Her mom blinked. “Other guy?”
“I’m kidding. I did this to myself. Literally.”
“Where is your car? And why did Nate drive you home?”
“My car is dead in the ditch off the county road just past town. By the Johnsons’ field.”
“I see.” Her mom grabbed the first-aid kit from the top shelf of the pantry and set it on the counter, pulling out everything she needed. “How did it get into the ditch?”
“I pushed it there.” Her mom’s brows lifted in surprise, and Caitie quickly added, “And, no, I did not do it on purpose. It died in the middle of the intersection. I was trying to move it out of the way.”
Caitie gave her mom the short version of what had happened while she cleaned her knees. She was kind enough not to laugh, but she did crack a smile when Caitie described watching helplessly as the car plunged into the ditch.

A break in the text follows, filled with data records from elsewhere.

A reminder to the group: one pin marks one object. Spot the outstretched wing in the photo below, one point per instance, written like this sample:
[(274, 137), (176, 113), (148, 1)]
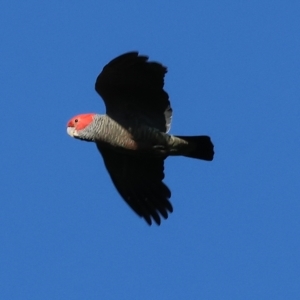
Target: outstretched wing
[(131, 84), (139, 182)]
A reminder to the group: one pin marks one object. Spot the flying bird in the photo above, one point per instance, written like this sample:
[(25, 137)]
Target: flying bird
[(132, 136)]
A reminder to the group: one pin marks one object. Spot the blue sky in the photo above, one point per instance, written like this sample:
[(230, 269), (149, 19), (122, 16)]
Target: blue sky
[(233, 73)]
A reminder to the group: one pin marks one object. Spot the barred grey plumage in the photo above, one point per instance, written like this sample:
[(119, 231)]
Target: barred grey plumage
[(132, 137)]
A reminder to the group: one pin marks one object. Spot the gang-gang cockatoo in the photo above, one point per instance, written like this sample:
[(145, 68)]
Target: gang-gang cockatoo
[(132, 136)]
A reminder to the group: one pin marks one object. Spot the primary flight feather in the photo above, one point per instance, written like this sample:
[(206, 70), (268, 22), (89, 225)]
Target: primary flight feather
[(132, 136)]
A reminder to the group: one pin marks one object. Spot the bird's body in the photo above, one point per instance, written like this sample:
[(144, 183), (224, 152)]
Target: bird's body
[(132, 137)]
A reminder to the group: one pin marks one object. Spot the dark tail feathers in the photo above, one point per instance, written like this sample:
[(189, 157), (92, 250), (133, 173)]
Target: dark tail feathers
[(201, 147)]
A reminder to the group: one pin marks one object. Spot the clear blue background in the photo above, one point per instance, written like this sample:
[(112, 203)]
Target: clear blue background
[(234, 72)]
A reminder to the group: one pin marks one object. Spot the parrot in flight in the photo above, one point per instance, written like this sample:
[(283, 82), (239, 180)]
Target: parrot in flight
[(132, 136)]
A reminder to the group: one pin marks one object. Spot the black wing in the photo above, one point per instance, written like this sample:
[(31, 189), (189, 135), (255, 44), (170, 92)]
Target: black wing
[(129, 83), (139, 182)]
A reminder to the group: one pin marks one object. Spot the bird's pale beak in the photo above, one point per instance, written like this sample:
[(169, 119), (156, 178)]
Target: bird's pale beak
[(72, 131)]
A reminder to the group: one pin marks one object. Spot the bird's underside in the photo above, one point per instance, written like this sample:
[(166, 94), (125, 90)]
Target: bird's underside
[(132, 87)]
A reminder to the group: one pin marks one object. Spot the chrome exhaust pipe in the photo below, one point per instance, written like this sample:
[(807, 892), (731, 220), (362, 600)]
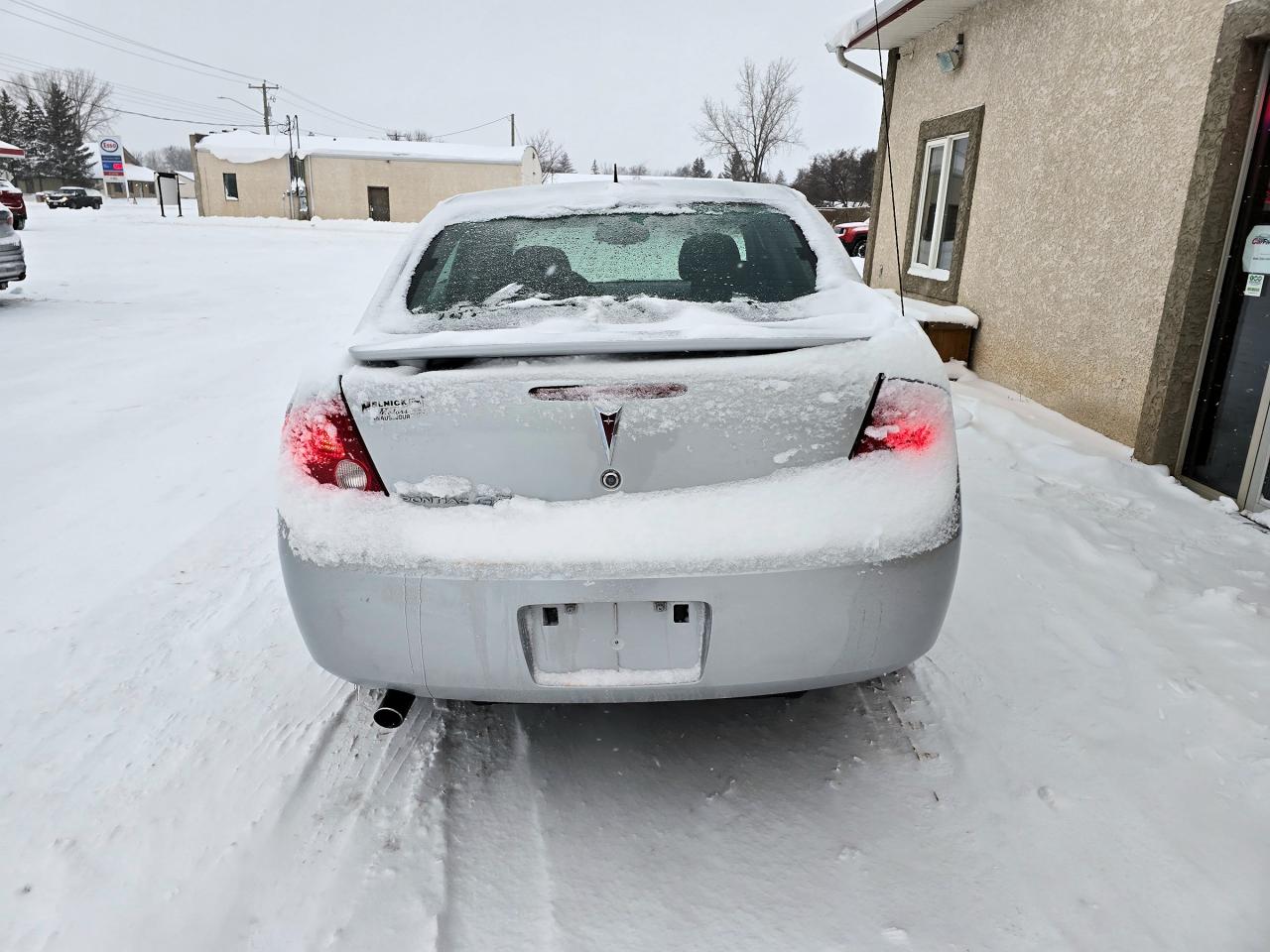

“Why did you leave the diner?” her mom asked.
“To give you the—” Caitie closed her eyes and groaned. She’d left the damned folder in the backseat of Nate’s cruiser.
Really? All that for nothing.
“The what?” her mom asked, soaking a cotton ball with antiseptic.
“The papers dad sent home.”
She looked confused. “Papers?”
Caitie sucked in a breath as her mom dabbed her knees and the antiseptic burned her raw skin. “From the restaurant. Didn’t he call you?”
She was quiet for a second, as if she was trying to recall. “Oh, right. Those papers. He must have forgotten to call.”
“Well, I left them in Nathan’s car by accident.”
“Oh, don’t worry about it. It’s nothing urgent.” She swabbed antibiotic ointment on the scratches, then smoothed a large bandage over each knee. “There you go. Good as new. More or less.”
“Thanks, Mom.”
“Be sure to take the bandages off when the bleeding stops. The more air the scrapes get, the faster they’ll heal.”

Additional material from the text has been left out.